Wallace said consumers’ tastes for high-proof beers are mounting. But the amount of commerce conducted in Iowa is largely dependent on “how much the state wants to get in the beer business,” he said.

Based in Ankeny, the Iowa Alcoholic Beverages Division (ABD) regulates the distribution of the high-alcohol-content beer, traditionally referred to as malt liquor, said Lynn Walding, the agency’s administrator. The ABD imports the products to its warehouse, then sells them to approximately 630 outlets that are licensed by the state to sell high-proof beer, he said.

Doug Alberhasky, store manager of John’s Grocery Inc., one of the ABD’s Class E license holders in Iowa City, said he has been frustrated by the organization’s administration.

For example, Alberhasky said, in 2008 he placed a special order with Brewery Ommegang, based in Cooperstown, New York.

On Dec. 19, Alberhasky said, the ABD loaded a truck with approximately 60 cases of beer, which included the special order and other high-proof brews regularly stocked by the state. But by the time it arrived at his Iowa City grocery on Monday, due to sub-zero temperatures across the state that weekend, the beer was frozen.

“The citizens of Iowa lost $6,000 that day,” Alberhasky said, “because somebody didn’t realize that beer would freeze.

“I refused it; I wouldn’t let the driver take it off the truck,” he said, adding that he was credited by the state for the ruined shipment.

“We distribute more than $200 million of product every year,” Walding said, which is “not to say that we don’t occasionally make a mistake.” He said the agency has no more and no fewer problems with storage and distribution than a private distributor does.

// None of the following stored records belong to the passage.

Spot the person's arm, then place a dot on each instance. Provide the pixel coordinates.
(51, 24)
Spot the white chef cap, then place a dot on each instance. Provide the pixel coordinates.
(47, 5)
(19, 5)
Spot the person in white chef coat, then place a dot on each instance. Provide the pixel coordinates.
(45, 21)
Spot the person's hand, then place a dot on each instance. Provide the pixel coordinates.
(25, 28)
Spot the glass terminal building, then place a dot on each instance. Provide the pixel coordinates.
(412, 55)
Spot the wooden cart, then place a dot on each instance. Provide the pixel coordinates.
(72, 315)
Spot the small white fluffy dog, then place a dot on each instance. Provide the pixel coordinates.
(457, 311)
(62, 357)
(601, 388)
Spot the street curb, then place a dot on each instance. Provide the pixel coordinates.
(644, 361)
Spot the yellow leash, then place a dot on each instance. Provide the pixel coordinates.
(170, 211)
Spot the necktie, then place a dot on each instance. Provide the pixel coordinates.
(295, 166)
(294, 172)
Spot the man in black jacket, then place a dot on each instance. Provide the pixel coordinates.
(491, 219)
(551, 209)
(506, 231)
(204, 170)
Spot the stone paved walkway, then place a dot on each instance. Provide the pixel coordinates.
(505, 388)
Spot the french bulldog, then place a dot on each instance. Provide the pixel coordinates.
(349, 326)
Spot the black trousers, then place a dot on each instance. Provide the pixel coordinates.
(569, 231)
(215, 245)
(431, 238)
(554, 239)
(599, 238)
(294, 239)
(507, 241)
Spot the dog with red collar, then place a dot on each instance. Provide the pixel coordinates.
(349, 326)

Last summer, in an effort to address some of the issues revolving around the distribution process, Iowa Sen. Joe Bolkcom (D-Iowa City) called a meeting at John’s Grocery. The Aug. 7 discussion included Alberhasky, Walding, Jim Clayton of the Iowa Alcoholic Beverages Commission and other players in the industry.

Walding said he thinks the meeting was productive, adding that he walked out of the room with a more complete understanding of “issues that can be addressed and better ways of providing services.”

One of those issues includes a lack of refrigeration to cool non-pasteurized beer in the ABD’s 150,000-square-foot warehouse at 1801 Hulsizer Road.

Funds for that upgrade couldn’t be procured due to state budget cuts, Walding said, adding that the ABD hopes to implement the improvement in the near future.

Though the process of procuring high-proof beer can be time-consuming, Wallace said it’s fairly easy for his company to work through it, considering how long Merchant du Vin has been in the business.

But some producers, he said, don’t want to deal with the “lag time” in getting orders processed. “I just don’t think the state is used to the demand right now,” Wallace said.

“I’ve heard both good and bad” things about what measures are being taken to improve the process, Alberhasky said.

“High-proof beer was largely ignored until about two or three years ago,” Walding said.

“The current system allows the high-proof beer to reach out to all corners of the state,” he said. “We actively try to meet the market demand” for the product.

The ABD carries a minimum of 50 different high-proof beers today, compared to zero varieties 18 months ago.